Immediately, an investigation was put into order, headed by Salt Lake policemen Henry Heath. The first person Heath talked to was the most obvious suspect: the gravedigger who buried Clawson, John Baptiste. Baptiste lived with his wife in a home on Third Avenue. When Heath knocked on the door, Baptiste’s wife answered, invited him in and gave the permission needed to search the house. Unsurprisingly, Heath found piles of clothing, jewelry, and other possessions in the house from deceased residents of the community buried in years previous. Heath immediately confronted Baptiste with the evidence and he begged for his life.
Word of Baptiste’s crime and subsequent arrest spread like wildfire and the townsfolk were up in arms with anger and disgust. Baptiste was forced to identify the graves he had looted. The authorities guessed that he had been looting graves for two years, but they were never certain. It was estimated that he had desecrated around 300 graves.

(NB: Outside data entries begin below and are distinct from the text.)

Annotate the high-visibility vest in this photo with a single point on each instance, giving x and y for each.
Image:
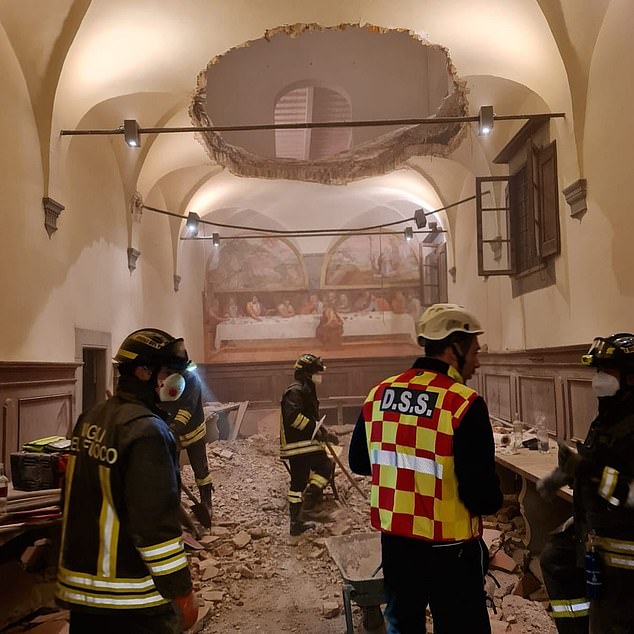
(410, 423)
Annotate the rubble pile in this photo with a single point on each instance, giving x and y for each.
(514, 582)
(249, 542)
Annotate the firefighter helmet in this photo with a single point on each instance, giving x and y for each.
(153, 347)
(616, 352)
(309, 364)
(441, 320)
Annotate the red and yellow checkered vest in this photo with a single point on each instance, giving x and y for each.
(410, 422)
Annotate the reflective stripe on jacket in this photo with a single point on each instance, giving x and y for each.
(410, 422)
(299, 414)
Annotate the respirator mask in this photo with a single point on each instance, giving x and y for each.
(604, 384)
(171, 388)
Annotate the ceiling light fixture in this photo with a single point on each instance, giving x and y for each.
(311, 125)
(131, 132)
(193, 223)
(486, 120)
(420, 218)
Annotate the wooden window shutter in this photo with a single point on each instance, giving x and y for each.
(550, 243)
(495, 248)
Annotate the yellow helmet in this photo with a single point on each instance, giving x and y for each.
(440, 320)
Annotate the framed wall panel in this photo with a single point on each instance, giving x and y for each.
(538, 397)
(581, 407)
(498, 394)
(42, 416)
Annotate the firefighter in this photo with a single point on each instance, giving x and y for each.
(310, 467)
(588, 564)
(187, 421)
(426, 440)
(122, 562)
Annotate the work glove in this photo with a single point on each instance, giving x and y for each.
(324, 435)
(568, 460)
(548, 486)
(187, 609)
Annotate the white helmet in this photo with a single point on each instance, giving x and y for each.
(440, 320)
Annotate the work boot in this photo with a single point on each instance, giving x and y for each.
(205, 491)
(310, 510)
(298, 527)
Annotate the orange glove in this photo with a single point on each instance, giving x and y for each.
(187, 608)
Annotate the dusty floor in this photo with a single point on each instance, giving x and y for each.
(275, 583)
(253, 577)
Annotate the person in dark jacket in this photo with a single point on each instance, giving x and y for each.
(588, 563)
(426, 440)
(122, 562)
(301, 443)
(187, 421)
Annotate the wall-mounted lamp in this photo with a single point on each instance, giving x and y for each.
(486, 120)
(193, 223)
(52, 210)
(420, 219)
(131, 132)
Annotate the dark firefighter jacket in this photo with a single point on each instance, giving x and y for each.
(186, 415)
(121, 536)
(300, 413)
(604, 478)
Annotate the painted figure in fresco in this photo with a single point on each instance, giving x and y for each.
(330, 328)
(254, 308)
(309, 307)
(343, 303)
(285, 309)
(233, 309)
(362, 303)
(399, 302)
(214, 316)
(378, 303)
(413, 306)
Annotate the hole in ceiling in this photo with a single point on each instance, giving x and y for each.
(308, 73)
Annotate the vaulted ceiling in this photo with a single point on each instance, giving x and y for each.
(94, 63)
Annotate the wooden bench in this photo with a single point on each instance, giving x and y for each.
(541, 517)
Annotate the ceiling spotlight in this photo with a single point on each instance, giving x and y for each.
(420, 219)
(131, 133)
(486, 120)
(193, 223)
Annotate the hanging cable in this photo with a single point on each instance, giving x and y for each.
(308, 232)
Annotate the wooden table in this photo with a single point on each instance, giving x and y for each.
(540, 516)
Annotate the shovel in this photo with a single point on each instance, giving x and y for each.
(200, 511)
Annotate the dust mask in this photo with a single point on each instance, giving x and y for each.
(605, 384)
(171, 388)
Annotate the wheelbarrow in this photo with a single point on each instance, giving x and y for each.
(358, 557)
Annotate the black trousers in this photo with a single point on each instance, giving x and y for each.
(126, 622)
(448, 578)
(565, 583)
(301, 467)
(613, 613)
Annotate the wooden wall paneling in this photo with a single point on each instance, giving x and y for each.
(42, 416)
(581, 406)
(38, 400)
(538, 397)
(497, 393)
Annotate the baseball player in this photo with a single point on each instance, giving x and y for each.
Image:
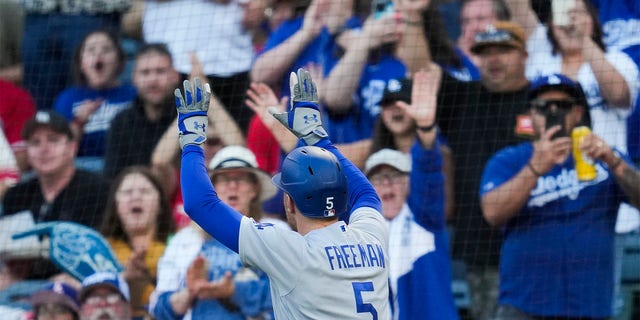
(325, 270)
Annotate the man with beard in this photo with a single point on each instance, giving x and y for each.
(104, 296)
(478, 118)
(151, 113)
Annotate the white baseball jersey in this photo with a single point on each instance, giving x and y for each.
(337, 272)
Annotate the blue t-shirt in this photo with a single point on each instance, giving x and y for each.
(424, 291)
(358, 123)
(557, 254)
(93, 141)
(620, 24)
(314, 52)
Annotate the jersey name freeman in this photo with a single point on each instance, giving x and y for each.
(355, 256)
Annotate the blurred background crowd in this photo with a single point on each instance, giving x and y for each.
(89, 137)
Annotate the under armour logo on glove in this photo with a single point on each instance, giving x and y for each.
(313, 118)
(78, 250)
(303, 119)
(192, 112)
(198, 126)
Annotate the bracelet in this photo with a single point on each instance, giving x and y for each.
(427, 128)
(534, 171)
(617, 164)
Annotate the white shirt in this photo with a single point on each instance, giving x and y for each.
(213, 30)
(607, 121)
(336, 272)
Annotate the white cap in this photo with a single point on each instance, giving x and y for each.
(238, 157)
(393, 158)
(105, 279)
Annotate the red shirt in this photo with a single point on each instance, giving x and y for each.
(16, 107)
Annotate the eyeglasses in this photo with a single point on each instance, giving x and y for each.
(52, 309)
(543, 106)
(111, 298)
(393, 178)
(493, 36)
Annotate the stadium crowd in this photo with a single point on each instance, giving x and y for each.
(446, 106)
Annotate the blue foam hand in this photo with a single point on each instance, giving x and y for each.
(76, 249)
(192, 112)
(303, 118)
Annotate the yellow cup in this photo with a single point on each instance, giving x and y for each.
(585, 169)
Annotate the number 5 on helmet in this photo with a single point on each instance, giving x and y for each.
(303, 119)
(192, 112)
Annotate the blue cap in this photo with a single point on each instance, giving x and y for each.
(557, 82)
(57, 293)
(114, 281)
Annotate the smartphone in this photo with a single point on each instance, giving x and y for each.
(554, 119)
(560, 11)
(381, 8)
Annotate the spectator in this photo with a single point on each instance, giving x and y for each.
(479, 118)
(395, 129)
(16, 107)
(221, 39)
(609, 77)
(58, 191)
(137, 224)
(151, 113)
(47, 55)
(9, 173)
(411, 187)
(56, 301)
(560, 234)
(358, 79)
(425, 39)
(299, 41)
(98, 96)
(619, 20)
(475, 16)
(11, 27)
(104, 295)
(199, 276)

Baptiste’s punishment for crimes against the community was not death or dismemberment—as requested by the community—but banishment as recommended by the LDS president and prophet, Brigham Young. Baptiste was banished to Antelope Island, an island in the middle of the Great Salt Lake, where he was subsequently shackled with a ball and chain on his leg, branded with the words “Branded for Robbing The Dead” on his forehead and his ears cut off. From here, the story gets murky. Some reports say he made a raft out of the log cabin he was staying in, killed a two-year-old heifer for food and clothing and escaped the island. Others say he perished in the waters around the lake. To this day, John Baptiste still haunts the waters around Antelope Island, as recent eyewitnesses report that they have seen a man shackled roaming the outer edges of the island and have heard the groans and moans of a man in agony.
The Utah Nessie
On July 27, 1868, Joseph C. Rich, a Mormon colonizer of the Bear Lake region, submitted a story to the Deseret News describing how he first came to hear about a monster in the lake and subsequent eyewitness accounts from settlers in the area. His story recounted the stories Native Americans had told early Mormon settlers about a serpent-like monster in the lake. The monster had 18-foot-long legs and it could come on shore and shoot water upwards from its mouth. The monster was claimed to eat Indians while they swam in the lake.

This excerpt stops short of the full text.